The collection includes a large number of canonical artworks of Yoruba, Igbo, Urhobo, Cross River, Benin and Benue river Valley origins. Its core artworks consist of sculptures from all major regions of Nigeria, and interesting examples of Edo/Benin bronze and brass sculptures from the late-dynastic and 20th-century interregnum periods of Benin art. The book uses the diversity, styles and originality of these artworks to evaluate the material process of formalising and interpreting an african-owned collection of african art. Publications focusing on african collectors of african art are very rare and this limits our understanding of how africans engage indigenous art and cultural production, or questions about cultural patrimony, in their own contexts. The analysis of this unique collection provides a significant insight into an unexplored aspect of african art collections and the role and relevance of african collectors in shaping the discourse on this art.

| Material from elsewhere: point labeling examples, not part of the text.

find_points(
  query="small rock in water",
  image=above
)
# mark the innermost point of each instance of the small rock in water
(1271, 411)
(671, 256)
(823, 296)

Sylvester Okwunodu Ogbechie is associate Professor of art History, university of California Santa Barbara. He has an extensive scholarly background in classical, modern, and contemporary african and african diaspora arts. He is the director of Aachron Knowledge Systems, author of Ben Enwonwu: The Making of an African Modernist (winner of the 2009 Melville J. Herskovits award), and founder and editor of Critical Interventions: Journal of African Art History and Visual Culture.